Tem o magnifico palacete 40 palmos de frente por 200 de fundos, sendo todo o seu  frontespicio e o ‘hall’ de marmore. A porta que dá acesso da rua ao edificio é toda de cedro esculpida em alto e em baixo relevo.

Ao nosso representante os constructores forneceram todas as informações precisas sobre aquella obra, que, como acima accentuamos, veiu contribuir grandemente para o embellezamento daquelle trecho da nossa capital.

Á direita do ‘hall’ estão localisadas a bibliotheca e o gabinete de trabalho do dr. Alberto Gigante, ligadas por um artistico arco suspenso por duas columnas confeccionadas de forma a imitar perfeitamente o marmore de Carrara.

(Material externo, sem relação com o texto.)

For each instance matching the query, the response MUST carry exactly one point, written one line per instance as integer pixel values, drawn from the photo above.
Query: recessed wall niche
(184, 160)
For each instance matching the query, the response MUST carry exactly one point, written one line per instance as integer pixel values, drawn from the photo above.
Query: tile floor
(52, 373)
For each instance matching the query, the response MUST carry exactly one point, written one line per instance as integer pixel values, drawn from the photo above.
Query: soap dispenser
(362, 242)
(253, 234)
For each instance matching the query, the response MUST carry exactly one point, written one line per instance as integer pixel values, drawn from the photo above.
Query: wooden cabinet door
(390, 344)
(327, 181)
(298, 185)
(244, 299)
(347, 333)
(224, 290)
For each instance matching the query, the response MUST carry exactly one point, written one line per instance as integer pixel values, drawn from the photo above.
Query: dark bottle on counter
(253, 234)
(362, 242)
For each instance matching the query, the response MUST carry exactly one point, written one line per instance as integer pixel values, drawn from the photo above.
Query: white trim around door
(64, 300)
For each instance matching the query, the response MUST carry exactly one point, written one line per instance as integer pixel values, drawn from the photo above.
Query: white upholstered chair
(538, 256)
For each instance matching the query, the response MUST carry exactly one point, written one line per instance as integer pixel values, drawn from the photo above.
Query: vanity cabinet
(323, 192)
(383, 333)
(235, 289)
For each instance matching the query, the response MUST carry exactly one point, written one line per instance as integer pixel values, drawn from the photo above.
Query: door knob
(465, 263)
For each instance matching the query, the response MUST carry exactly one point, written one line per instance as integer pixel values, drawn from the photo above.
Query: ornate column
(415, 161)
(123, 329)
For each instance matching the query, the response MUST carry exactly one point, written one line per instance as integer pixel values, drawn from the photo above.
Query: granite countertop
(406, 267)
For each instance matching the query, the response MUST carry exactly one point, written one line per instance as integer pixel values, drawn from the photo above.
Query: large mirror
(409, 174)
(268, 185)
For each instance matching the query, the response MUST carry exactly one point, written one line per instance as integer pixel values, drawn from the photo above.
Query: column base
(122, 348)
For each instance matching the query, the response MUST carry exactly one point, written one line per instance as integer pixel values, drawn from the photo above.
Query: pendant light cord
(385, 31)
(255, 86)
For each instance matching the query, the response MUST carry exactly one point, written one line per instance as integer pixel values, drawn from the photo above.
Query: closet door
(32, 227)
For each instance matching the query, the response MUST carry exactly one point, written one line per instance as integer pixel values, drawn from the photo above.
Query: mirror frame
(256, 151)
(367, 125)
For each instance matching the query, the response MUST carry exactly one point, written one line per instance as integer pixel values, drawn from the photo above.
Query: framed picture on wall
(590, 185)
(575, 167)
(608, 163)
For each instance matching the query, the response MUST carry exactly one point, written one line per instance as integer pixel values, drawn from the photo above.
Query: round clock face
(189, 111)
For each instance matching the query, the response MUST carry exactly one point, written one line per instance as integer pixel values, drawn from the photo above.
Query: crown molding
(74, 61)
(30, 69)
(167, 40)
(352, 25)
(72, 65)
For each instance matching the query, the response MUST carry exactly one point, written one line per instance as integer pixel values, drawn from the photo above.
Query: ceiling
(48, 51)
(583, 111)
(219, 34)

Ao fundo do gabinete destacam-se dois sumptuosos ‘vitraux’, symbolizando, um a Sciencia e o outro a Justiça.

Na sala de jantar, ligada ao gabinete por um amplo e arejado corredor com portas para um jardim de inverno, existe, tambem, um outro ‘vitraux’ reproduzindo a ‘Ceia de Christo’, e Leonardo da Vinci, e que méde 4 metros de comprimento por 2 metros e meio de altura, trabalho esse de apurado gosto artistico, e que, como os outros dois que ornam o gabinete, foi executado nesta capital, pela Casa Genta.

Junto à varanda, destacam-se a cópa e a cosinha, cujos pisos são de marmore e as paredes de azulejo, de cima a baixo.

Percorrido, assim, o andar terreo, que termina com um bem cuidado jardim, passou o nosso representante, sempre acompanhado por um dos socios da firma constructora e do proprietario do palacete, para os compartimentos do segundo andar, em cuja frente existe a sala de receber, ligada ao quarto de dormir, que tem, por sua vez, communicação com o quarto de banho, dotado de todos os mais modernos apparelhos destinados a peças dessa natureza.

Existem, ainda, nesse segundo andar salas para senhoras, sala de fumar e sala de musica, peças essas todas decoradas com apurado gosto.

Terminada a visita, que durou mais de meia hora, os socios componentes da firma constructora, que alem desse, ja edificaram cerca de 40 predios nesta capital, bem como o proprietario do palacete, offereceram na sala de fumar, um profuso ‘copo d’agua’ ao nosso representante, que dali saiu vivamente impressionado com o apurado gosto artistico que presidiu todos os trabalhos ali executados.

Todos os compartimentos são finamente pintados, com allegorias differentes em casa peça.”

Autoria desconhecida.

"O palacete na rua Riachuelo" Correio do Povo, 25/4/1929, p. 8. Hemeroteca do AHMMV.
“O palacete na rua Riachuelo” Correio do Povo, 25/4/1929, p. 8. Hemeroteca do AHMMV.

Referências:

[1] Correio do Povo, 25/4/1929, p. 8. Hemeroteca do AHMMV. A grafia original foi mantida.